Der deutsch-amerikanische Philosoph Herbert Marcuse schreibt in seinem Lebenswerk Der eindimensionale Mensch*:

„Was geschieht, ist sicherlich wild und obszön, männlich und deftig, ganz unmoralisch – und eben deshalb völlig harmlos. Befreit von der sublimierten Form, die gerade das Zeichen ihrer unversöhnlichen Träume war – eine Form, die im Stil, in der Sprache sich ausprägt, in der die Geschichte erzählt wird – , verwandelt Sexualität sich in ein Vehikel der Bestseller der Unterdrückung.“

Marcuses Bezugnahme auf Hollywood lässt sich mühelos auf die aktuellen Marketingmaschen übertragen. Eine eklige Szene hier, eine sentimentale Anekdote da und natürlich eine kitschtriefende Liebesgeschichte.

Hauptsache eklig

Wenn das Konglomerat aus abgeschnittenen Hämorrhoiden, Analfissuren und Fäkalsezierungen erst einmal zwischen zwei Buchdeckel gepresst wurde, können sich sowohl die hochvergeistigten Feuilletonisten als auch die tumben Groschenromanleser daran austoben. Sie alle fallen dann auf den neuen Hurz herein.

Man sollte sich nicht von den Lobeshymnen, derartige Romane seien befreiend, täuschen lassen. Selbstverständlich wird dem konsumierenden Leser jede Interpretation vorweggenommen. Der im Ansatz befreiender Eskapismus wird, wenn überhaupt, nur notdürftig zwangserklärt. Auch der dümmste Leser soll kapieren, warum die Figuren sich so verhalten wie sie sich verhalten.

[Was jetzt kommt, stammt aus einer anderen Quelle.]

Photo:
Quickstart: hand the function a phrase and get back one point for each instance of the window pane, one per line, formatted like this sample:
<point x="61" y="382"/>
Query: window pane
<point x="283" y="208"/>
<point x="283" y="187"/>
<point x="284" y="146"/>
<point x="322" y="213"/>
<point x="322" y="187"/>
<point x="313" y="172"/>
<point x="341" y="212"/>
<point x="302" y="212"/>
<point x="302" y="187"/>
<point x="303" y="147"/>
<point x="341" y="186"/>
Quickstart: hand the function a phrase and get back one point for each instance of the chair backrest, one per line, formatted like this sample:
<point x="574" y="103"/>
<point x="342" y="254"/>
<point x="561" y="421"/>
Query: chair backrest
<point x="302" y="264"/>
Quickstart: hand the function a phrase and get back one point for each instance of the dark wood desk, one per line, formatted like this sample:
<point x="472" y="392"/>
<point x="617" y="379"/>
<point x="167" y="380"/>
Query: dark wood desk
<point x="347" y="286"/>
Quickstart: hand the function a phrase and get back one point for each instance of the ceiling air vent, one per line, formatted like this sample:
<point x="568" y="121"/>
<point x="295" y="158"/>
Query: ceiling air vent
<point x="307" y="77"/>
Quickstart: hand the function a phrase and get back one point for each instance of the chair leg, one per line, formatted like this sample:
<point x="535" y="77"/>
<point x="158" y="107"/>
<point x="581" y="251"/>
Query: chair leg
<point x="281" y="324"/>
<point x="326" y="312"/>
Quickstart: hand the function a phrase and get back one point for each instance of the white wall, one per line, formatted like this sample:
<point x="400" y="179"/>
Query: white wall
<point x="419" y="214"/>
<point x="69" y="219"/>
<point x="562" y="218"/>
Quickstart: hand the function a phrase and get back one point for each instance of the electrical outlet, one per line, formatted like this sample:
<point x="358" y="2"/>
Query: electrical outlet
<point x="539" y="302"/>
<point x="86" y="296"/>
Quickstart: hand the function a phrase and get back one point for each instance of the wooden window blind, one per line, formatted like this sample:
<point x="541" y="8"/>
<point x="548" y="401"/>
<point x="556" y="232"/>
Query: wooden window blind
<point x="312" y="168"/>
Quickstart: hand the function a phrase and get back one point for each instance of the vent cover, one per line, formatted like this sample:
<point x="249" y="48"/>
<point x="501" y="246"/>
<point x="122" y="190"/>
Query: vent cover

Nicht noch eine Biografie!

Ein weiteres beliebtes Genre für Schundliteratur ist die sogenannte Promi-Biografie. Der Komiker Oliver Kalkofe entlarvt deren Banalität in seiner großartigen Reihe Nichtgedanken. Kalkofe liest hier Abschnitte aus den Biografien Prominenter und solcher, die es sein wollen. Bis auf einen abschließenden Kommentar konzentriert Kalkofe sich auf den Stoff selbst – natürlich nicht ohne seinen ebenso sarkastischen wie spitzbübischen Unterton in der Stimme.

Kalkofe weiß, dass er die überflüssigen Biografien nicht zu karikieren braucht. Sie sind bereits Karikaturen. So demontieren sich die unsinnigen und hanebüchenen Texte ganz von allein.

Fazit

Der Erfolg von Schundliteratur ist ein Hinweis auf die Werte, die in unserer Gesellschaft existieren: Kaufmännische Cleverness geht vor Feinsinn, Flapsigkeit, Frechheit und Rücksichtslosigkeit werden als Selbstbewusstsein fehlgedeutet. Sexualität ist keine schützenswerte Intimsphäre mehr, sondern zur Schau gestelltes Exponat. Leser und Schriftsteller sollten sich nicht vom Marketing zu Schund verführen lassen – denn es gibt wesentlich stärkere und bessere Literatur.